The Australian Stock Exchange is approaching December 31 with a "great deal of wariness", according to an official.
Gervase Greene, ASX's media relations manager, said the exchange is "quite satisfied" with its systems compliance following a $10 million rectification project. Final tests with financial brokering houses were completed by the ASX only a few weeks ago, Green said.
Based on those final tests, "everything was OK as far as we know," he said. "We are quite satisfied with our systems, including the core system, clearance system, settlement system, trading system and options system. We are confident they will be OK.
"There is no way you will disappear into the ether if you own shares."
In terms of the Y2K readiness of the financial market, Greene said "as far as we're aware, the situation is pretty benign. "[Organisations] say they're OK, but we can't guarantee that they will be . . . they can hardly say they weren't warned," he said.

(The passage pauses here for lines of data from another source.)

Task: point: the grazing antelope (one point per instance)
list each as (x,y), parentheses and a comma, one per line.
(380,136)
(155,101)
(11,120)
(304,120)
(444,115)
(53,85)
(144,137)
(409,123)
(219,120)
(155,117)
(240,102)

Listed companies have been required to regularly report Y2K status to the ASX throughout the year as a means to keep shareholders fully aware of the compliance of companies they deal with, Greene said.
Greene said despite a slowdown in some industries as a result of Y2K, the ASX is expecting January 2000 to be a "reasonably busy" trading period compared with previous years.
The decline in travelling over the New Year period will see more brokers at their desks in the first week on January, he said.
As reported earlier, the ASX will cease trading late on December 30 and will resume on Tuesday, January 4.
While Australia will be the among the first countries to experience the date change, the ASX will resume trading after markets in Israel and the US, Greene said.